Detrás de YPF se ubicó Vista Energy, con 405 etapas, equivalente al 16% de la actividad mensual. Luego aparecieron Chevron, con 188 etapas; Pan American Energy, con 178; Pluspetrol, con 164; Shell, con 131; Tecpetrol, con 94; y Phoenix Global Resources, con 82. El mapa muestra una actividad concentrada en un grupo de operadoras que sostienen el desarrollo masivo de la formación.
Por bloques, Loma Campana volvió a liderar el ranking mensual. El área insignia de YPF registró 689 etapas de fractura durante mayo y se consolidó como el bloque con mayor nivel de actividad de Vaca Muerta. En segundo lugar se ubicó La Amarga Chica, el desarrollo compartido por YPF y Vista, con 323 etapas. El podio lo completó Bajada del Palo Oeste, operado por Vista, con 260.
También se destacó la actividad en El Trapial, operado por Chevron, y en Cruz de Lorena, donde Shell realizó 131 etapas. La distribución por áreas permite observar que la actividad se concentra en bloques de alto rendimiento, muchos de ellos vinculados directamente al crecimiento de la producción de petróleo no convencional.
En el segmento de servicios especiales, Halliburton volvió a liderar el mercado de fractura hidráulica. La compañía completó 1.303 etapas durante mayo, lo que representó el 52% del total. Más atrás se ubicó SLB, con 651 etapas y una participación del 26%. También tuvieron actividad Calfrac, Tenaris y SPI, la firma creada por Pluspetrol tras la adquisición de activos de Weatherford.
El comportamiento de las empresas de servicios también permite leer el nivel de exigencia que está alcanzando Vaca Muerta. Mantener un ritmo mensual superior a las 2.400 etapas requiere disponibilidad de equipos de bombeo, arena, agua, logística, transporte, personal técnico, mantenimiento, planificación de pads y coordinación entre operadoras y contratistas.

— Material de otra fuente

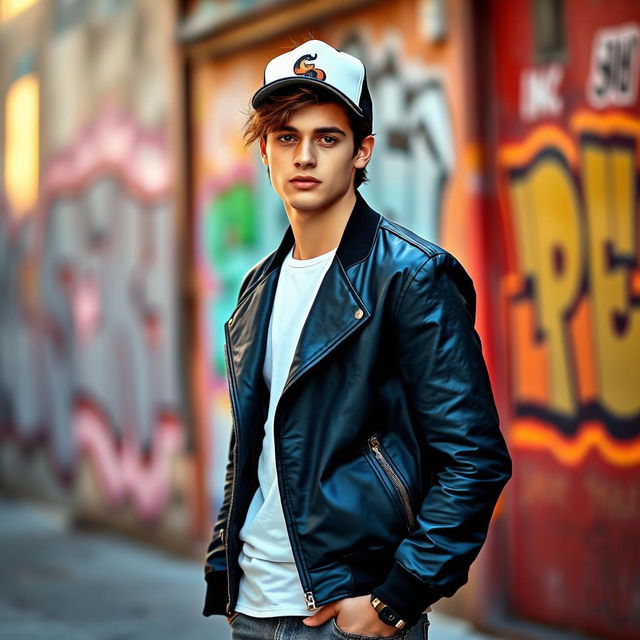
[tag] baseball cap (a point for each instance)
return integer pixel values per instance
(317, 64)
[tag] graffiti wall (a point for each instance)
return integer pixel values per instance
(90, 405)
(568, 153)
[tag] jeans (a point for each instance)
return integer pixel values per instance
(244, 627)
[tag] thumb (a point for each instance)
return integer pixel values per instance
(324, 613)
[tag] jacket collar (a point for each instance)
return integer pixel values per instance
(337, 312)
(354, 245)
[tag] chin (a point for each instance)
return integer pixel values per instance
(307, 202)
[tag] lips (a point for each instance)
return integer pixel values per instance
(304, 182)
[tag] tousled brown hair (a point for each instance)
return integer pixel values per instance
(277, 110)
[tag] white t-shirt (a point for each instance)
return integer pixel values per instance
(270, 584)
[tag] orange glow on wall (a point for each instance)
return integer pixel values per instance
(21, 159)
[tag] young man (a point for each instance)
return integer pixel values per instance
(366, 457)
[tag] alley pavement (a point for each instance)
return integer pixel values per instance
(66, 584)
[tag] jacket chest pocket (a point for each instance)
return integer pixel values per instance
(380, 457)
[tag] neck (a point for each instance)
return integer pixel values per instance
(319, 231)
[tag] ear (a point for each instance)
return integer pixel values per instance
(363, 155)
(263, 151)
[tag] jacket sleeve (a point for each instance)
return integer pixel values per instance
(215, 567)
(449, 393)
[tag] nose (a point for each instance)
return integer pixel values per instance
(305, 156)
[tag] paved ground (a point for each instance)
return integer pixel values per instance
(75, 585)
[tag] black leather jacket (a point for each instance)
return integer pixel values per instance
(388, 451)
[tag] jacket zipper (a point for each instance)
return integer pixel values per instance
(309, 599)
(376, 447)
(224, 533)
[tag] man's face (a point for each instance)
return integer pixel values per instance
(310, 158)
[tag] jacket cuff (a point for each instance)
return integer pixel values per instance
(216, 596)
(405, 594)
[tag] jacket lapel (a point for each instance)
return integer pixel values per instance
(337, 310)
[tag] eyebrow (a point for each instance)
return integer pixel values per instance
(316, 131)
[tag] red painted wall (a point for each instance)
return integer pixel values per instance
(565, 147)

El gráfico difundido por Fucello muestra la evolución mensual de las etapas de fractura desde 2016 hasta 2026, discriminadas por compañías de servicio y por operadoras. La serie permite ver el salto de escala que tuvo la formación en la última década, especialmente después de la recuperación posterior a 2020 y del crecimiento sostenido de los desarrollos petroleros.
Con 12.198 etapas acumuladas en los primeros cinco meses de 2026, Vaca Muerta sostiene un volumen de trabajo que confirma la madurez operativa alcanzada por la industria. El desarrollo ya no depende de pilotos aislados, sino de programas masivos, pozos horizontales más largos, pad drilling, aprendizaje técnico y una cadena de servicios cada vez más sofisticada.
Este nivel de actividad tiene impacto directo sobre la producción, las exportaciones y la infraestructura. Más fracturas implican más pozos en desarrollo y, con el tiempo, mayor presión sobre los sistemas de transporte y evacuación de petróleo y gas. Por eso, la evolución mensual de las etapas está directamente vinculada con obras como oleoductos, gasoductos, plantas de tratamiento, terminales de exportación y nuevos esquemas logísticos.
En ese punto, el crecimiento del shale también empieza a mirar hacia Río Negro. La expansión de Vaca Muerta necesita infraestructura de salida hacia los mercados externos, y proyectos como el oleoducto Vaca Muerta Oil Sur, con terminal en Punta Colorada, aparecen como parte de la respuesta para transformar producción en exportaciones de gran escala.
Mayo dejó, así, una nueva señal de intensidad operativa. Con 2.484 etapas, una mejora frente a abril y el segundo mejor registro del año, Vaca Muerta continúa consolidándose como el principal motor energético del país. El dato no solo habla de actividad en los yacimientos: también anticipa más demanda de infraestructura, más servicios, más logística y una discusión cada vez más fuerte sobre cómo convertir el crecimiento del subsuelo en desarrollo productivo para toda la región.